Breast MRI uses a computer, magnetic field, and radio waves to produce images of the soft tissues in the body. It does not use X-Rays or radiation. In special circumstances, a Breast MRI helps Touchstone’s board-certified radiologists to better evaluate the breast. A Breast MRI should be ordered in addition to a screening mammogram. It is a supplemental tool to mammography and ultrasound for detection and classification of breast disease.
A Breast MRI may be used in several circumstances such as diagnosing breast implant rupture, further assessing abnormalities on a mammogram, staging breast cancer, or evaluating lumpectomy sites following breast cancer treatment. It may also be used for screening with women at high risk for breast cancer, typically due to a strong family history. Your physician can assess your family history to determine if a Breast MRI is the appropriate course of action for you.
Prepare to arrive 20 minutes before your appointment time. When you arrive, you will complete our registration paperwork. You may also find that paperwork here. You will change into a gown and remove all jewelry and any other metal objects on you, as they interfere with the magnetic field of the MRI unit. You should not experience any discomfort during the exam because your breasts will not be compressed. If you suffer from claustrophobia or are anxious, you may want to ask your physician for a mild sedative. Please also notify our facility and your technologists at the time of your exam. We will walk you step by step through the process and exam to ease any fears you may have.
Most patients that are having this exam for diagnosis of breast cancer will receive a contrast injection during the exam. Sometimes contrast is not necessary if the study is to evaluate silicone breast implants. The scan will only take 15-20 minutes.
If you have had previous breast imaging at another facility besides Touchstone Medical Imaging, please bring the images and reports with you to your exam. Our radiologists need these for comparison purposes during the interpretation of your MRI.
A Breast MRI is just like any other MRI. We recommend that you wear comfortable, athletic-style clothing without metal snaps or zippers for the MRI. You may need to wear an exam gown during the study because snaps, zippers, hooks, belt buckles, and any other metal objects on your clothing affect the MRI.

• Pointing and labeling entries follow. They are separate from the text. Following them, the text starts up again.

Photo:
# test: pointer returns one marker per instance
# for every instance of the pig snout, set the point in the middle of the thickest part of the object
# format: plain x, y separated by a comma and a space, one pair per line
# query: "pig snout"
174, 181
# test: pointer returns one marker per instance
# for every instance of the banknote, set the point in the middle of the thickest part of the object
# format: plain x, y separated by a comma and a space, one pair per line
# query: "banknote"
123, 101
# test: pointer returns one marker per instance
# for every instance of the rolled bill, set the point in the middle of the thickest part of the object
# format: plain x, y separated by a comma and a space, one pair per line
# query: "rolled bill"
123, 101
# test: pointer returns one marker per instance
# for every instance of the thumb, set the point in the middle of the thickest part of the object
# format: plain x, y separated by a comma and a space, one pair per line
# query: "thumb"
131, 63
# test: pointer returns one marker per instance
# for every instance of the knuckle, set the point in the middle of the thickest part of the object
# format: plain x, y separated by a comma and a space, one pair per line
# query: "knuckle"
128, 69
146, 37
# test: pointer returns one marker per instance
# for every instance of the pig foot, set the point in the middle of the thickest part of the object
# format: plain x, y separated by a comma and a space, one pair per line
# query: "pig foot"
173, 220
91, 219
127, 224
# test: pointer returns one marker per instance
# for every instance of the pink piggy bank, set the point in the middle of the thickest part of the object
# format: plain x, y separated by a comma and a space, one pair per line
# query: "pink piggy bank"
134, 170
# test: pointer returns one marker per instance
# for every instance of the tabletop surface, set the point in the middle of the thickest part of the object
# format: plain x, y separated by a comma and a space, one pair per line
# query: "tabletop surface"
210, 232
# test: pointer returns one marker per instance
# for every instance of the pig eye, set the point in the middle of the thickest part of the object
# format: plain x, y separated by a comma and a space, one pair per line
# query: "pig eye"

Screening in women at high risk for breast cancer
For women at high risk for breast cancer, typically because of a strong family history, MRI may be an appropriate tool to screen for breast cancer. A strong family history is usually a mother or sister who has had breast cancer before age 50. It can also be aunts or cousins, including those on your father’s side. Relatives who have had ovarian cancer also increase your risk. Your radiologist or primary care doctor can look at your family history and determine if screening MRI may be appropriate for you. Depending on your family history, genetic counseling may also be recommended.
Determining the extent of cancer after a new diagnosis of breast cancer
After being diagnosed with breast cancer, a breast MRI may be performed to determine:
- how large the cancer is and whether it involves the underlying muscle.
- if there are other cancers in the same breast and whether there is an unsuspected cancer in the opposite breast.
- if there are any abnormally large lymph nodes in the armpit, which can be a sign the cancer has spread to that site.
- Further evaluating hard-to-assess abnormalities seen on mammography
Sometimes an abnormality seen on a mammogram cannot be adequately evaluated by additional mammography and ultrasound alone. In these rare cases, MRI can be used to definitively determine if the abnormality needs biopsy or can safely be left alone.
Evaluating lumpectomy sites in the years following breast cancer treatment
Scarring and recurrent cancer can look identical on mammography and ultrasound. If there is a change in a lumpectomy scar by either mammography or on a physical exam, MRI can help determine whether the change is normal maturation of the scar or a recurrence of the cancer.
Following chemotherapy treatment in patients getting Neoadjuvant Chemotherapy
In some cases, breast cancer will be treated with chemotherapy before it has been removed by surgery. This is called neoadjuvant chemotherapy. In these cases, MRI is often used to monitor how well the chemotherapy is working and to reevaluate the amount of tumor still present before the surgery is performed.
Evaluating breast implants
MRI is the best test for determining whether silicone implants have ruptured.